Interessante il comma 10 che per contrastare le gare al ribasso sotto i minimi contrattuali, prevede che l’offerta migliore sia determinata al netto delle spese relative al costo del personale.
Occorrerà però che venga integrato precisando cosa si intenda con il concetto di “costo del personale” ai fini della valutazione dell’offerta migliore. altrimenti rimane pura teoria.

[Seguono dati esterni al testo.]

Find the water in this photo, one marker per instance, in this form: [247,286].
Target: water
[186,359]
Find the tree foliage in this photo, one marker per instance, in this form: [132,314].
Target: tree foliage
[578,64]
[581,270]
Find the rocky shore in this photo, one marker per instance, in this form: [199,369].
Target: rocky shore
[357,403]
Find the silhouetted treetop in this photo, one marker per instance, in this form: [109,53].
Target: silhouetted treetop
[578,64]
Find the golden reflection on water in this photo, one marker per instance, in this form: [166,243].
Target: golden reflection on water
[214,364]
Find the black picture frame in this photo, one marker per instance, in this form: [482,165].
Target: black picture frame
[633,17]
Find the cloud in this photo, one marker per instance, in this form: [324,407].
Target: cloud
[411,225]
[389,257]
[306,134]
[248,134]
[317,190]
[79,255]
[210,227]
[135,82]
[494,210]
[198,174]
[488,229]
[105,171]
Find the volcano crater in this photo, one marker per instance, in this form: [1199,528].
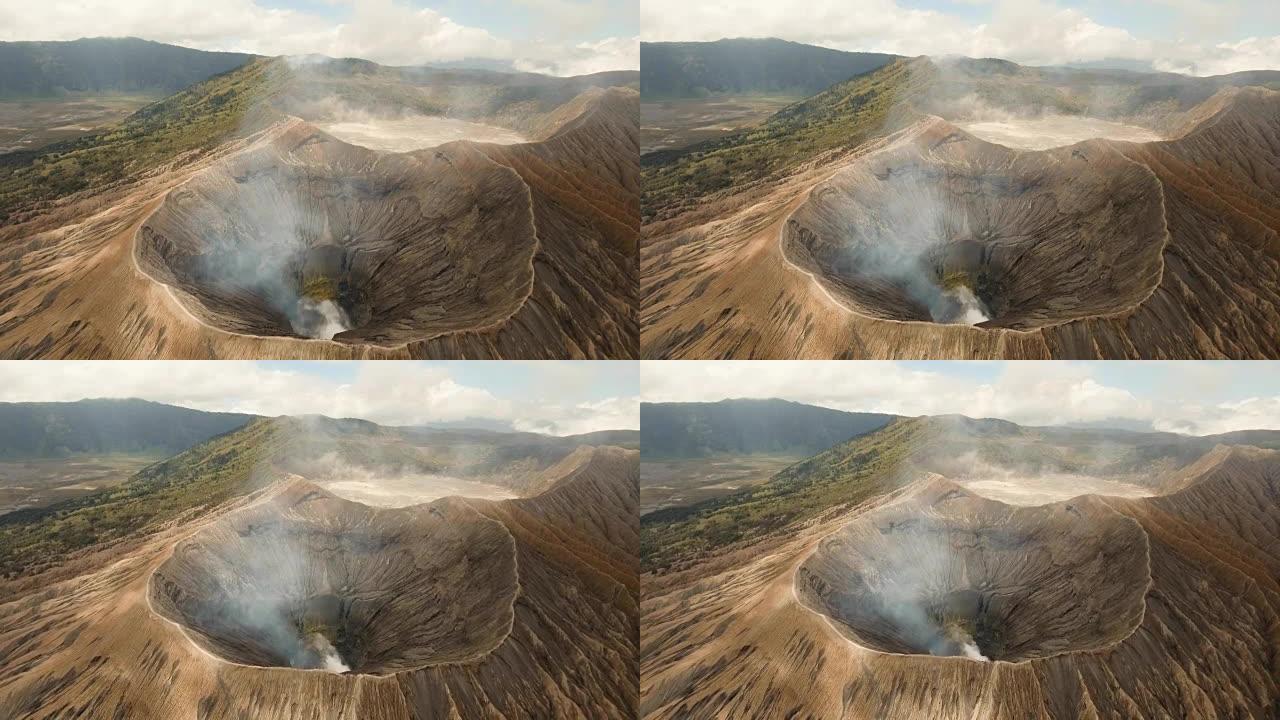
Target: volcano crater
[963,575]
[306,236]
[946,228]
[314,582]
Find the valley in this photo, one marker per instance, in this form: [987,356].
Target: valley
[867,582]
[915,210]
[247,588]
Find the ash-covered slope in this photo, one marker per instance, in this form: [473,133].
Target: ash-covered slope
[929,242]
[289,602]
[929,601]
[242,231]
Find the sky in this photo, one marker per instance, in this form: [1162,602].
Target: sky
[553,397]
[551,36]
[1188,36]
[1187,397]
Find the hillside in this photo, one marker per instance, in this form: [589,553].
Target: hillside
[526,607]
[841,117]
[188,123]
[106,65]
[91,427]
[238,463]
[849,473]
[746,427]
[746,67]
[913,595]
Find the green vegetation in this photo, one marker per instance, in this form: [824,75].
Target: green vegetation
[202,477]
[101,427]
[841,477]
[839,118]
[734,428]
[746,67]
[105,64]
[193,121]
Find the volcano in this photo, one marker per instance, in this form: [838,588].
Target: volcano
[1115,215]
[234,226]
[248,591]
[894,592]
[387,240]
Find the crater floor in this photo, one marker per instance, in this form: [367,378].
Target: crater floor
[1054,131]
[416,132]
[307,574]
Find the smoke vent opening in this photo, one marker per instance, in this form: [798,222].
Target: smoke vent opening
[318,583]
[314,238]
[981,580]
[973,233]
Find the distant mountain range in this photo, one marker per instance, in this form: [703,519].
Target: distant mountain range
[91,427]
[746,427]
[106,65]
[746,67]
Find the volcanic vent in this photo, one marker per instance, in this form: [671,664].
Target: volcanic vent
[941,227]
[306,236]
[950,574]
[314,582]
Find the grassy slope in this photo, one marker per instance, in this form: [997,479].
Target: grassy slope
[202,477]
[844,475]
[840,118]
[193,121]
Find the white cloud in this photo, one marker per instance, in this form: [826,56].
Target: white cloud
[1036,32]
[384,31]
[391,393]
[1029,393]
[586,58]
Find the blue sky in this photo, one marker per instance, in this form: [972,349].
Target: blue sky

Insomma veramente piccoli passi, ma comunque un avanzamento rispetto alla situazione attuale, dovremmo aspettare qualche tempo sia per tutto quanto nell’articolo è ancora da specificare sia per capire se le nuove norme avranno influenza positiva su occupazione e condizioni lavorative.
Le contromosse
Con l’entrata in vigore delle nuove norme, immaginiamo che le aziende che vendono servizi di call center come quelle che hanno parti di call center in casa, stiano lavorando a delle contromisure. Se si pone un freno alle delocalizzazioni dei call center, potrebbero pensare di spostare altre attività all’estero … come ad esempio il back office, tutte le attività di registrazione contratti e altre mansioni amministrative. E’ tipicamente il settore dove vengono collocati i lavoratori “esenti cuffia”, quei lavoratori che, principalmente per motivi di salute, non sono idonei a rispondere al telefono. Sono quei lavoratori che un’azienda di call center considera un problema, perché non utilizzabili in tutti i settori, “sacche di inefficienza”, un respondabile del personale li ha cinicamente definiti.
Accade in Comdata
In un incontro con i sindacati di inizio gennaio (con nuove norme già pubblicate in gazzetta ufficiale), Comdata ha comunicato di voler cessare totalmente le attività di back office nella sede di Ivrea in quanto non più “produttive e redditizie”. Comdata propone lo spostamento delle persone in attività di front end (rispondere al telefono) o in alternativa una buona uscita per chi si licenzia (chiamala alternativa…). Chiudere il back office da una sede vuol dire non dare più possibilità di lavoro a chi per ragioni di salute non può lavorare con la cuffia, e può essere proprio questo l’obiettivo, ma anche precludere agli altri lavoratori una rotazione per usufruire di un periodo di pausa dal lavoro in cuffia.
La criticità potrebbe comunque essere più ampia, la chiusura del back office in Comdata, sembra infatti non essere solo un problema della sede di Ivrea, la voce è che Comdata voglia esternalizzare tutto il settore, e viene facile pensare ad uno spostamento all’estero… rientra un call center, esce un back office.